Stephen, J. Cabot blog

July 27, 2007

HEALTH CARE & THE SURVIVAL OF THE U. S. AUTO INDUSTRY

Filed under: Employee Free Choice Act — Stephen Cabot @ 5:30 pm

If Chevrolet, Chrysler, and Ford are to survive, they will have to reach an agreement with the United Auto Workers (UAW) about providing workers and retirees with $100 billion of health insurance.

If those three auto companies are to become profitable and be able to compete with the Asian companies, they will need to cut costs by 33%. Health care costs for the Asian and European auto companies are paid for by their respective countries, so U.S. auto companies operate at a distinct disadvantage.

There are now 160,000 working UAW members, but there are 432,000 retirees.

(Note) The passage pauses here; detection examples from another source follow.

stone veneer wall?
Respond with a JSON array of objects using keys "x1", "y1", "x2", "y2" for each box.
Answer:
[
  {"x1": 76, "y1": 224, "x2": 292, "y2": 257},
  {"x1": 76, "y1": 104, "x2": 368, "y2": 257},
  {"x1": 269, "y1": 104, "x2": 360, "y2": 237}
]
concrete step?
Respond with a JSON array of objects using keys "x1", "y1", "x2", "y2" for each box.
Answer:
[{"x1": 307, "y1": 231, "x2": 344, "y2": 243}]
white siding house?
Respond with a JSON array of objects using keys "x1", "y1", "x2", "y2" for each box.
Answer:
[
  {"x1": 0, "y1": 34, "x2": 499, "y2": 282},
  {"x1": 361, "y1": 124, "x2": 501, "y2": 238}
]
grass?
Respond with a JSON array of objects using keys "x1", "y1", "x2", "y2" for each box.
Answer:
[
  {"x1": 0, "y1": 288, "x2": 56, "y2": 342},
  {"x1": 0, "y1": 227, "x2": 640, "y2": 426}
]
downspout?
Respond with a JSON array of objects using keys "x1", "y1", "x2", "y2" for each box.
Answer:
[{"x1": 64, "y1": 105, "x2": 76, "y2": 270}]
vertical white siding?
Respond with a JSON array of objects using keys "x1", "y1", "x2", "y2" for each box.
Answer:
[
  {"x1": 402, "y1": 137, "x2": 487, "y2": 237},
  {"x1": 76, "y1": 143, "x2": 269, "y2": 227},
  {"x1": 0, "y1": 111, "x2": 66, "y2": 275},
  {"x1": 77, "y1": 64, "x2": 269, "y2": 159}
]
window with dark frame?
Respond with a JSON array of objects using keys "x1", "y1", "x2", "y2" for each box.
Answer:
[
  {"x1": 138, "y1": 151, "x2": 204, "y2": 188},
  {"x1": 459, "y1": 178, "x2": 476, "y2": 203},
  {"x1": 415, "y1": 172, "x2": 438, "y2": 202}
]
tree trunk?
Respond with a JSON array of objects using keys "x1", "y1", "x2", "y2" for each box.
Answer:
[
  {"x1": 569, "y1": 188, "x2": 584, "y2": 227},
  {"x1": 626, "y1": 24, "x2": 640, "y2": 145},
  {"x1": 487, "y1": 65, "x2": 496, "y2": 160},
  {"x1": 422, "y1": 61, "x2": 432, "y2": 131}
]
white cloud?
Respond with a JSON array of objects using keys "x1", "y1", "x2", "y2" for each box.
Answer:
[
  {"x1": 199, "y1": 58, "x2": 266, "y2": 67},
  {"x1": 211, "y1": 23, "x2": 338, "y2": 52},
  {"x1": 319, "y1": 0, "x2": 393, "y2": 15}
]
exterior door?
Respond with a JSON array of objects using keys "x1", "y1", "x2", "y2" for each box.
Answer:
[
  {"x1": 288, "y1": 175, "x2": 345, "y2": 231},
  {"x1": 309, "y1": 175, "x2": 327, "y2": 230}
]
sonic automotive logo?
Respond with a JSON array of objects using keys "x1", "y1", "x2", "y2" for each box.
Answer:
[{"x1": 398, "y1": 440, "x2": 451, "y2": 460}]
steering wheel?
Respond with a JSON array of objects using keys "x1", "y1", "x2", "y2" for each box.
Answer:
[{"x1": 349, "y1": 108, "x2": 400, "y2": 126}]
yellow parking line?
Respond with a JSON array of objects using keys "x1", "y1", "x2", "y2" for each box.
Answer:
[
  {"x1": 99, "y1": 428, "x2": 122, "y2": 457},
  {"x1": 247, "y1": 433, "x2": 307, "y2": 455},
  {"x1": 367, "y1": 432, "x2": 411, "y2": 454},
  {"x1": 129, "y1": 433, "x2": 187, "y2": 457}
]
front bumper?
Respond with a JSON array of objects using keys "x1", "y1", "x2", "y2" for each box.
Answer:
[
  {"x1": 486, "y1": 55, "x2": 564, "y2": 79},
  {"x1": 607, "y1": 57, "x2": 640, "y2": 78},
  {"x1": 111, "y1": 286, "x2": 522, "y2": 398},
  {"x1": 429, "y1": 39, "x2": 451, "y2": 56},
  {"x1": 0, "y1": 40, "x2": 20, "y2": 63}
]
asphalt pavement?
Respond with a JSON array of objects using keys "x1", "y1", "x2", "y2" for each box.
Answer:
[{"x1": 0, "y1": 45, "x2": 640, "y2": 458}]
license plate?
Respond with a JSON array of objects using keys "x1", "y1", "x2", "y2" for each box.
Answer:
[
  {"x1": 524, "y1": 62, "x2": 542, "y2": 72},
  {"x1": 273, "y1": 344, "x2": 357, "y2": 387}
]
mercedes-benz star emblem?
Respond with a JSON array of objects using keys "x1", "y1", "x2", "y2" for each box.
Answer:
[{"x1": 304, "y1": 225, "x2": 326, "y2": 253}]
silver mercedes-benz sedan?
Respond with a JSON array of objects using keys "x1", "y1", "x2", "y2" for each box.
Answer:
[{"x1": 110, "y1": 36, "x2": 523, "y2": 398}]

In other words, the auto companies are supporting more retirees than workers, an equation that is obviously out of whack.

One way of dealing with the problem is for the union to assume responsibility for retiree health care costs as occurred with Goodyear Tire, which provided $1-billion that went into the union pension fund and that will pay for the health care of retirees. A similar agreement was reached with Dana auto parts and the UAW. That agreement cost Dana $750 million. Both companies now have no financial responsibility for paying for retiree health care. A similar fund for retired auto workers would be significantly larger than the ones provided by Goodyear and Dana.

The U. S. auto companies and the UAW must come to an agreement before September 14, when contracts with Chevrolet, Chrysler, and Ford expire.
If they cannot come to an agreement, the future for the U. S. auto industry will be, indeed, be bleak.